Janice
Shaw Crouse reports on the diminishing numbers of African American males
who graduate high school and connects the dots to the absence of fathers. This directly contradicts what Jude Walker
wrote in his opinion overturning California’s democratically approved constitutional
amendment protecting the traditional definition of marriage. Excerpt:
A new report from the Schott Foundation
reveals that only 47 percent of black male students earn a high school diploma
on time. Ironically, this report came out shortly after Judge Vaughn Walker
ruled regarding Proposition 8 in California.
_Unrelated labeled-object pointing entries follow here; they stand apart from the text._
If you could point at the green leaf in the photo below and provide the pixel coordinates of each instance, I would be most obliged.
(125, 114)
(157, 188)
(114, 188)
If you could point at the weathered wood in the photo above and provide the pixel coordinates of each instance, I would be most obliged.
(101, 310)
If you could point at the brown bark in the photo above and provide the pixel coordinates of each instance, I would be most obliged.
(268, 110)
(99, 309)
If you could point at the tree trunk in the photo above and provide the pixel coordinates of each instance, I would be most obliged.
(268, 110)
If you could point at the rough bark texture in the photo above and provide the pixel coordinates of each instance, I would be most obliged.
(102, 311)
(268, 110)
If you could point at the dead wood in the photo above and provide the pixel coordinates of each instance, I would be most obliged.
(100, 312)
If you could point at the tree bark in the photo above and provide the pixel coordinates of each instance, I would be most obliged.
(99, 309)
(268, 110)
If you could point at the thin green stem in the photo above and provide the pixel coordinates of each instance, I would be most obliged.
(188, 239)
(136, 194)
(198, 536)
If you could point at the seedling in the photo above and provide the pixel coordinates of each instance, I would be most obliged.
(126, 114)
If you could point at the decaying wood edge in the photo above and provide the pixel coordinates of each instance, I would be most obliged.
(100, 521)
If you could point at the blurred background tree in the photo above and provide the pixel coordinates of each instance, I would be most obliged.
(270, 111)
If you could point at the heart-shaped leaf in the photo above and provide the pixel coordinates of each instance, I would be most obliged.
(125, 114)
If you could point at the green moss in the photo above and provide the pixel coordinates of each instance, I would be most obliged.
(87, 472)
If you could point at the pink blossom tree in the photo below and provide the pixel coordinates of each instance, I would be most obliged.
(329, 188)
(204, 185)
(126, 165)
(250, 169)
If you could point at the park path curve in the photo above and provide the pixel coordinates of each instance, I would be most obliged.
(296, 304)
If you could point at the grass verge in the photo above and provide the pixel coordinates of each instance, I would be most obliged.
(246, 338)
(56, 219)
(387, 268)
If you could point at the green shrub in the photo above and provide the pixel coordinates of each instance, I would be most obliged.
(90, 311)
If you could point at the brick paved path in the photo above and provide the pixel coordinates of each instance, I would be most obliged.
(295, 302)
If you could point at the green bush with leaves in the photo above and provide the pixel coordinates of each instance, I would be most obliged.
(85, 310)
If the statements on which Judge
Walker based his ruling are “facts,” how do we explain what is happening
educationally to boys in the black community where a large majority are growing
up without fathers?
Nancy Pearcey, in an article on American
Thinker, identified certain “facts that Judge Walker claims are now established
by the ‘evidence’ presented in his courtroom.” Those “facts” presumably will be
deemed as “truth” far beyond the courtroom. Among those “facts,” the following
three are especially relevant for young black boys’ futures:
• “Gender no longer forms an essential part
of marriage.”
• “The gender of a child’s parent is not a
factor in a child’s adjustment.”
• “Having both a male and a female parent
does not increase the likelihood that a child will be well-adjusted.”
Those three general false principles that
Judge Walker supposedly established in his arguments in favor of so-called
“same-sex marriage” are equally faulty when applied to the more than 40 percent
of today’s children who are born to single mothers. They are doubly relevant
when the majority of those children are black.